Pulling a Rabbit out of the hat could be marketing magic for Volkswagen; that is if U.S. execs have learned from the less-than-marquee performance of the New Beetle.
This time, Volkswagen needs more than just baby boomer nostalgia.
Kerri Martin will need to see to that.
Martin is VW's director of brand innovation who defected to Volkswagen from BMW, where she was part of the team that launched the Mini in North America and kept it going with new models and clever marketing.
The Rabbit name wasn't around long enough to build up the same kind of cult following as the Beetle. It was a front-wheel-drive hatchback for practical people who demanded fuel efficiency.
The Rabbit went on sale in late 1974 as a 1975 model when the OPEC oil embargo made everybody think about fuel economy.
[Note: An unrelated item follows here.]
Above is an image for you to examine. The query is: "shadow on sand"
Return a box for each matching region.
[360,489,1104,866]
It was sold only until 1984. When the second version arrived, it was christened the Golf, which it has been for two decades and two more model changes.
As of October, there were still about 66,500 Rabbits on the road in the United States, according to R.L. Polk & Co. About 40 percent had diesel engines.
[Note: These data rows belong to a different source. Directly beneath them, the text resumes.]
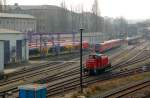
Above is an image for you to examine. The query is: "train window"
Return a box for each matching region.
[95,44,100,49]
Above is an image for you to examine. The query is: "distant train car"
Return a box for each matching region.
[126,36,141,45]
[94,39,123,53]
[29,40,89,55]
[84,54,111,75]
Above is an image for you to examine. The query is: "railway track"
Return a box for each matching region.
[47,68,150,98]
[97,78,150,98]
[0,42,149,95]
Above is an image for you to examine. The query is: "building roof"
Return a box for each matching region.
[0,13,35,19]
[0,28,22,34]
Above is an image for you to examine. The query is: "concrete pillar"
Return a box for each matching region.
[0,41,4,78]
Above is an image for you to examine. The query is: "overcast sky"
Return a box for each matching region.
[7,0,150,20]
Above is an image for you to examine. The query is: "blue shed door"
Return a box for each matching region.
[16,40,22,61]
[4,41,10,64]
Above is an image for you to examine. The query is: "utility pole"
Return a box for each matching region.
[80,28,84,93]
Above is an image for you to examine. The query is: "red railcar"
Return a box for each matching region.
[84,54,111,75]
[94,39,123,52]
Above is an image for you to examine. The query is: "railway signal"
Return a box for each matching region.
[80,28,84,93]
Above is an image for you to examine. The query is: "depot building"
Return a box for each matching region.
[0,29,29,73]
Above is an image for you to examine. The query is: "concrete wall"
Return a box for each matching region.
[0,33,29,61]
[0,41,4,75]
[0,18,36,32]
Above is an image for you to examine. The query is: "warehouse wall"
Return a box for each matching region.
[0,41,4,74]
[0,33,29,62]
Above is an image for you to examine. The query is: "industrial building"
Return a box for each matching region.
[0,13,36,32]
[0,29,29,75]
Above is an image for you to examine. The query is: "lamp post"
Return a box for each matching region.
[80,28,84,93]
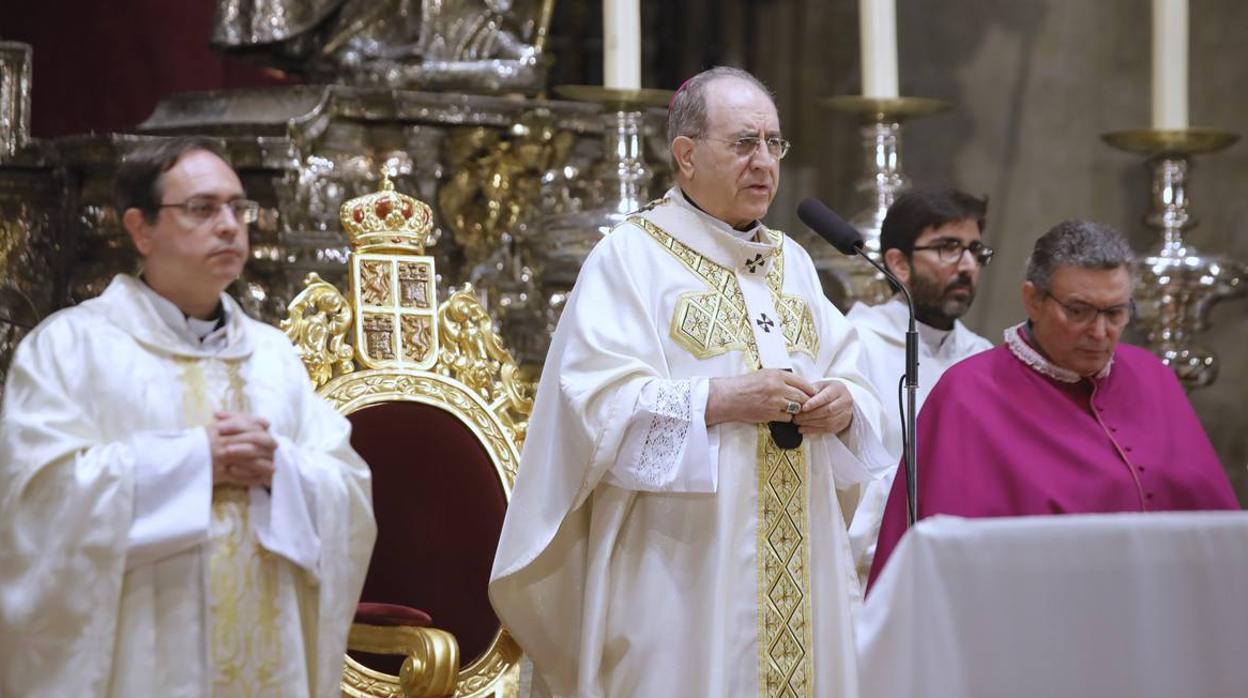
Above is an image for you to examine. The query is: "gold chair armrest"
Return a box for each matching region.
[347,623,459,698]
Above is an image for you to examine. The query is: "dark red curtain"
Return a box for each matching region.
[0,0,291,139]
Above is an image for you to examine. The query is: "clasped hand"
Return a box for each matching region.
[706,368,854,435]
[205,412,277,487]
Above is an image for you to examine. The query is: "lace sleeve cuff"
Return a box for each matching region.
[604,378,719,492]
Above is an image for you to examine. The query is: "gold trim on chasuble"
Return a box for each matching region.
[175,357,286,697]
[628,216,819,698]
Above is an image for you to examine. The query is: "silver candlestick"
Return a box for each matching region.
[811,95,950,310]
[1102,129,1248,390]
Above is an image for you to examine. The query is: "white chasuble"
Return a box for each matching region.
[0,276,376,697]
[490,190,889,698]
[846,296,992,587]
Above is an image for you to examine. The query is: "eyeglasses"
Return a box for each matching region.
[703,136,791,160]
[1045,291,1136,330]
[912,237,995,266]
[160,196,260,227]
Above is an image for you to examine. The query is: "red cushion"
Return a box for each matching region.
[356,602,433,628]
[351,402,507,674]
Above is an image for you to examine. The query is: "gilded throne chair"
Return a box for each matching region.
[282,179,533,698]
A friend who worked at Volkswagen of America in the mid-1980s says the name change was Jim Fuller's idea. Fuller, who was VW's U.S. honcho, wanted to leverage Volkswagen's German heritage, so when the second-generation car came to America he insisted it have the same name as the car sold in Europe and everywhere else.
Sadly, Fuller was one of the bright VW execs killed when Pan Am Flight 103 exploded over Lockerbie, Scotland, in December 1988.
Fuller wasn't the only luminary linked to the Rabbit.
As group vice president of manufacturing at Volkswagen of America, Dick Dauch was a prime mover behind the assembly plant in Westmoreland, Pa., where Rabbits and Golfs were built from 1978 to 1988. Dauch now heads American Axle.
Fuller might not approve of using the Rabbit name on the fifth-generation car when it goes on sale this summer. But the new model will share something else with the original: an optional diesel.
Depending on what happens with gasoline prices, that could be the real magic trick.